Al 31 dicembre 2016, l’utile netto consolidato è pari a 48,3 milioni di Euro, rispetto ai 79,3 milioni di Euro registrati nell’esercizio 2015.

Enrico De Girolamo
A fine 2016 l’indebitamento finanziario netto era pari a 26,1 milioni di Euro, rispetto ai 44,5 milioni di euro a fine 2015, mentre il patrimonio netto di Gruppo era pari a 893,1 milioni al 31 dicembre 2016 (884,7 milioni a fine 2015).

«Siamo molto soddisfatti dei risultati ottenuti – ha affermato Enrico De Girolamo, amministratore delegato di CVA il bilancio 2016, pur riflettendo le condizioni del mercato dell’energia in generale e della produzione idroelettrica nazionale, dà evidenza di un importante recupero in termini di efficienza del Gruppo, che continua a porsi come società di riferimento per la creazione e distribuzione di valore nella regione Valle d’Aosta. Anche in termini finanziari la società ha mantenuto una struttura del capitale solida, con un patrimonio netto di quasi 900 mln di euro, che ci ha consentito di distribuire anche nel 2016 dividendi per 45 milioni di Euro, in linea con il 2015».

Marco Cantamessa
«Si tratta di un importante bilancio di transizione – ha proseguito Marco Cantamessa, presidente di CVAil settore dell’energia è caratterizzato da profondi cambiamenti che, unitamente al calo dei consumi e dei prezzi di energia, pone significative sfide, che il Gruppo CVA affronterà attraverso un articolato percorso di sviluppo e di trasformazione del modello di business. Il percorso nasce dalla visione di rendere CVA un attore di riferimento nel settore per innovazione, crescita e redditività, contribuendo al contempo allo sviluppo del territorio. Pertanto il management di CVA sta definendo un Piano Strategico che punta alla crescita dimensionale e alla diversificazione dei ricavi e delle fonti di produzione di energia, con l’aumento della quota di eolico e di eventuali altre FER (Fonti Energetiche Rinnovabili). Al fine di rendere possibile questo piano di sviluppo, CVA ha avviato i primi passi di un percorso finalizzato all’accesso al mercato dei capitali, attraverso la quotazione di una quota di minoranza delle azioni nel mercato MTA di Borsa Italiana, operazione che chiaramente richiederà la valutazione e l’approvazione dall’Azionista».

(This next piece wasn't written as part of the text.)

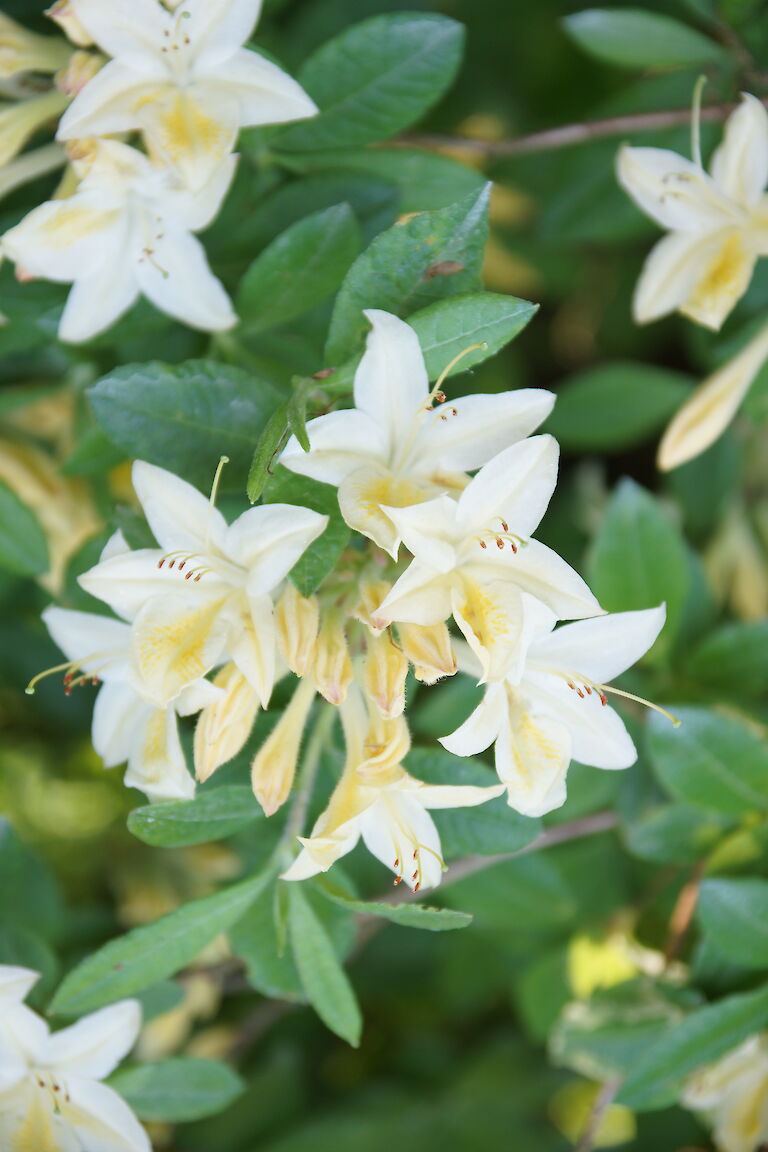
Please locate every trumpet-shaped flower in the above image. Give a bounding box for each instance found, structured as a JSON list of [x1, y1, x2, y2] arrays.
[[0, 965, 152, 1152], [618, 94, 768, 329], [680, 1034, 768, 1152], [81, 461, 328, 707], [281, 310, 555, 558], [2, 141, 237, 343], [38, 607, 221, 801], [440, 605, 666, 816], [59, 0, 318, 187], [374, 435, 600, 680], [282, 689, 504, 892]]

«Anche sul lato della vendita – ha concluso De Girolamo - verranno offerti nuovi servizi finalizzati al risparmio energetico e al progressivo spostamento da fonti fossili al vettore elettrico (ad esempio nel campo dell’efficienza energetica e della mobilità), con positive ricadute sia ambientali che industriali sul territorio valdostano e con benefici per la comunità».